LONDON — As power grabs go, Russian Federation President Boris N. Yeltsin's proposal for a Slavic commonwealth to replace the Soviet Union was characteristically bold--an ultimatum to the other Soviet republics to accept Russian leadership or make their own way in the world.
Yeltsin was equally tough Monday with Soviet President Mikhail S. Gorbachev, telling him to abandon his dreams of creating a new union out of the ruins of the Soviet Union, a union that Gorbachev sought to lead. Gorbachev might stay as commonwealth president, but on Yeltsin's terms.
And only somewhat more politely was the West assured by Yeltsin that this new creature, the "Commonwealth of Independent States," would assume all the international obligations of the old Soviet Union, including responsible control of its huge nuclear arsenal.
If Yeltsin has his way, this new commonwealth should quickly grow into a brash Goliath, determined to correct the errors of seven decades of socialism, giving expression to resurgent Russian nationalism, accustomed to swinging its weight and demanding respect from all quarters.
A state, in other words, that would be led by the Russian Federation and be much like Yeltsin himself.
Yeltsin's bid for power is perhaps as breathtaking as any modern leader has attempted, short of going to war. The drama is heightened both by what is at stake in the disintegration and restructuring of the Soviet Union and by the uncertainty that Yeltsin will succeed where Gorbachev failed.
The basis of Yeltsin's proposed commonwealth is a broadly worded affirmation of each member's right to do as it wishes within its borders and an obligation only to coordinate defense and foreign policies.
Nothing is clear beyond that.
As other republics bid to join this commonwealth, its three Slavic founders--Russia, Ukraine and Belarus--will likely try to accommodate their concerns and aspirations; with those negotiations, the new state will begin to take shape.
But Yeltsin's Russian Federation, the largest of the Soviet republics, controls most of the Soviet Union's wealth--its natural resources, its industry, its scientific and technical talent. And that puts it in effective control of the commonwealth.
Other republics may have ideas on government policies, economic development or other programs. But without money from Russia, they have limited prospects of success.

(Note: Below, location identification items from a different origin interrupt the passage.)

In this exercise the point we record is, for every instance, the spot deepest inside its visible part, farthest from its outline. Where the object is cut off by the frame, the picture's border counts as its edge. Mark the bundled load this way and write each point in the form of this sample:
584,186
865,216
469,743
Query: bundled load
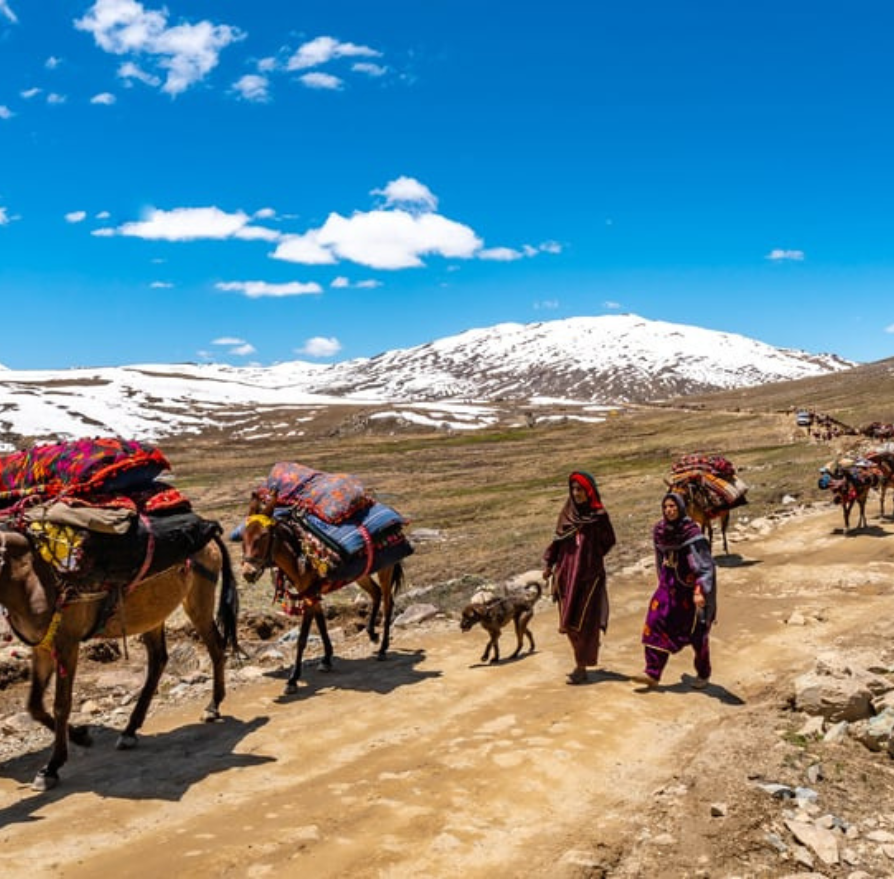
849,475
713,477
343,531
97,513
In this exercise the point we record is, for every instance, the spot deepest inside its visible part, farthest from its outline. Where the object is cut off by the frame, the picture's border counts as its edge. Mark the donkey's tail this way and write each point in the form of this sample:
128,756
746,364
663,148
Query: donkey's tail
228,606
397,578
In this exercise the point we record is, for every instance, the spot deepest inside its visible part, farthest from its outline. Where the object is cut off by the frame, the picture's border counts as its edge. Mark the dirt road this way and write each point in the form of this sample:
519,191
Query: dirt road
431,764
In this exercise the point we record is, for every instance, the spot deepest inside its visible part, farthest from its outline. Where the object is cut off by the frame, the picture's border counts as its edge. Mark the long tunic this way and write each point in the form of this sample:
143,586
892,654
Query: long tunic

This is what Yeltsin has wanted through the long negotiations on whether the Soviet republics would form a "federal state," a "confederative state" or perhaps a "confederation." Again and again, Yeltsin objected to constitutional formulas creating a strong central government or taxing Russia to finance benefits for poorer republics.
Yeltsin's approach unexpectedly also suited Ukrainian President Leonid M. Kravchuk, elected Dec. 1 during a referendum in which Ukrainians voted, 9-1, for independence. The commonwealth outlined at weekend talks with Yeltsin assures Ukraine of its political freedom but retains for it vital economic links with Russia.
Kravchuk even won Yeltsin's agreement for his suggestion that the new union be called a "commonwealth," a concept Kravchuk had put forward during his election campaign and raised again last week.
That the Soviet Union was dying as a state has been clear for months; political cohesion was disappearing day by day, and the economy was simply disintegrating. With declarations of independence from all but two of its 15 former republics, the Soviet Union had become a geopolitical fiction. Much of the political struggle in the Soviet Union in recent months, consequently, has been over the shape of the successor state. This is a turning point in modern history, for this is the Soviet Union, the first Communist state and a fashioner of the 20th Century, that is now in transition.
The stakes, moreover, are huge, since the Soviet Union spans a sixth of the Earth's land mass, stretching from the Baltic and Black Seas to the Pacific Ocean, with a population approaching 300 million. Its natural resources are unrivaled, its potential as a free-market economy immense. Even diminished internationally, it will remain a great power with the world's largest nuclear arsenal.
Gorbachev wanted a strong central government to remain at the head of a new federation, even as the republics gained in autonomy; the Soviet Union's integrated economy and its world position required this, he had argued with great passion through the spring and summer.
The Soviet president, in fact, had won his way and was about to lead most of the republic presidents in signing a new Union Treaty, replacing the 1922 accord that formed the Soviet Union, when Communist Party hard-liners, as afraid of Gorbachev's abandonment of communism and their loss of power as political and economic decentralization, mounted a coup on Aug. 18.